À l’instar d’autres groupes familiaux français, Duval opère un virage géographique discret mais structurant. Alors que ses activités historiques (immobilier, résidences services, tourisme) restent concentrées en France et en Europe, l’Afrique représente aujourd’hui l’unique front de croissance internationale identifié par le groupe, avec pour objectif annoncé : 25 % du chiffre d’affaires réalisé sur le continent à moyen terme.
Ce choix répond à plusieurs logiques notamment accéder à des marchés en expansion urbaine rapide, positionner le groupe sur des segments de consommation émergents (immobilier, retail, financement), profiter d’un environnement concurrentiel encore peu saturé, notamment dans l’immobilier structurant et les services financiers de proximité.
Immobilier : miser sur la requalification urbaine
En Côte d’Ivoire, Duval investit dans deux projets emblématiques ; le Village Notre Père, un complexe mixte au Plateau (Abidjan), centré sur un site patrimonial, un centre commercial à Riviera, visant la classe moyenne en expansion.
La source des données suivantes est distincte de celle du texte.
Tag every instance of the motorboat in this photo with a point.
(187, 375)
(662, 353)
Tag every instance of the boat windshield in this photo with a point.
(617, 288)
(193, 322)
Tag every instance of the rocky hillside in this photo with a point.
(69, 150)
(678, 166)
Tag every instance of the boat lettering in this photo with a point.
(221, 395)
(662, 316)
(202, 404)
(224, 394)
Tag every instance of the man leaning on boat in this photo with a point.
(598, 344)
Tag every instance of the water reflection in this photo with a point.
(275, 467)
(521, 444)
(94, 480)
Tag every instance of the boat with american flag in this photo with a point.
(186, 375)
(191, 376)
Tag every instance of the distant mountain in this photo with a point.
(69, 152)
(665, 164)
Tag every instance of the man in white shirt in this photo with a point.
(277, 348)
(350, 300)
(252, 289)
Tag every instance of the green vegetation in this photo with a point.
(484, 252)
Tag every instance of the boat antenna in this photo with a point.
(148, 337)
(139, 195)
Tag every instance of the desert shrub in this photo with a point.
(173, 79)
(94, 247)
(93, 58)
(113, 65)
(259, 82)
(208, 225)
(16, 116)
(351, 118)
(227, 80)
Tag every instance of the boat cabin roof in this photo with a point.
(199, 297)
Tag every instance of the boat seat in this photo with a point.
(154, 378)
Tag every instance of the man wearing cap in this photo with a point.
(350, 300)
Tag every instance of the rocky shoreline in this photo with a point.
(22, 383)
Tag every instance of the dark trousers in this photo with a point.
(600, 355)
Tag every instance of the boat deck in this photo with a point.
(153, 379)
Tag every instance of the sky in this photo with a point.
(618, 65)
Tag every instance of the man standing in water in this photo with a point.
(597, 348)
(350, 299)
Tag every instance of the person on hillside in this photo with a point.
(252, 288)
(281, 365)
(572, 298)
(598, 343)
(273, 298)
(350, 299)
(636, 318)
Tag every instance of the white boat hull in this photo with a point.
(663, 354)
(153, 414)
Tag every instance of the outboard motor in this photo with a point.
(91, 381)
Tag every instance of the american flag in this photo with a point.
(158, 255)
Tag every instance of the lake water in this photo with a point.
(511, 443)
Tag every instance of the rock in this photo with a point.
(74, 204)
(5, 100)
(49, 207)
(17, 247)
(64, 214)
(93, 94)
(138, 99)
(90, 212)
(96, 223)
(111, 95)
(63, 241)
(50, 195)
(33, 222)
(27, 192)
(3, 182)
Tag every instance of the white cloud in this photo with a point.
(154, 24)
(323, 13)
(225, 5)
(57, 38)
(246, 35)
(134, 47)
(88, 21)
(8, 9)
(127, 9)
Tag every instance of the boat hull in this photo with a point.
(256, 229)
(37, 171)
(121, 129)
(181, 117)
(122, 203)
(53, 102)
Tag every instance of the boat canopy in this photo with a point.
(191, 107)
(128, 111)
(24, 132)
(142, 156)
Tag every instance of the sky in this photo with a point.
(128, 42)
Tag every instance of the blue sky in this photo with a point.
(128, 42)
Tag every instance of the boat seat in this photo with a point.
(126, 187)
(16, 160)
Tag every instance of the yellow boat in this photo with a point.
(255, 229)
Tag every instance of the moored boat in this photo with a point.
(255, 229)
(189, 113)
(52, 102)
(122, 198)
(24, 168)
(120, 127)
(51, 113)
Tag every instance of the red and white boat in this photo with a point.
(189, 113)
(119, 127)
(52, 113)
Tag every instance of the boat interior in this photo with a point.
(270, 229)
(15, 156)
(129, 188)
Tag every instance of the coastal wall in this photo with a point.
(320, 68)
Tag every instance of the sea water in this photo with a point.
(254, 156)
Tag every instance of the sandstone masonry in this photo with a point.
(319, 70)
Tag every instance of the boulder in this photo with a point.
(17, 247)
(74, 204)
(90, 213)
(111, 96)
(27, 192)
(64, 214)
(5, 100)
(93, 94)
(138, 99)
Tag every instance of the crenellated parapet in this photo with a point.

Ces projets traduisent une stratégie claire : se positionner dans des capitales africaines où la pression démographique génère une demande immobilière mal servie. L’ambition n’est pas seulement économique ; elle est aussi symbolique. Le choix des emplacements – historiques, stratégiques, centraux – reflète une volonté d’inscription durable dans les dynamiques urbaines du continent.
Services financiers : capillarité, inclusion et effet de réseau
À travers Finafrica, son réseau de microfinance et d’assurance, le groupe cible les zones rurales et les entrepreneurs informels, avec un ticket moyen de 1 500 euros. L’approche repose sur trois piliers notamment le rédit à petite échelle (agriculteurs, commerçants, artisans), l’intégration d’un volet assurance, pour couvrir les risques liés à l’investissement (équipements, aléas), le déploiement territorial dans des régions faiblement bancarisées.
En Guinée, par exemple, 23 agences sur 28 sont situées en dehors de Conakry, illustrant une stratégie de proximité rarement adoptée par les groupes étrangers.
Un positionnement opportuniste ou une stratégie d’influence à bas bruit ?
Derrière les annonces d’investissement et les engagements locaux, la présence du groupe Duval en Afrique soulève aussi des interrogations. À quel point cette stratégie repose-t-elle sur une réelle volonté de co-développement, et dans quelle mesure s’inscrit-elle dans une logique d’opportunisme maîtrisé ?
Le recours systématique aux co-financements publics et au portage institutionnel minimise les risques sans garantir un engagement de long terme. L’approche du groupe, bien que prudente et techniquement bien ficelée, bénéficie d’un effet d’aubaine dans un contexte de désengagement européen, avec un marché sous-capitalisé, des politiques locales en quête de partenaires visibles, et une diplomatie française en retrait.
Ainsi, plus qu’un pari économique audacieux, la stratégie africaine du groupe Duval pourrait relever d’un repositionnement discret mais calculé, à mi-chemin entre diversification patrimoniale et captation d’espaces laissés vacants.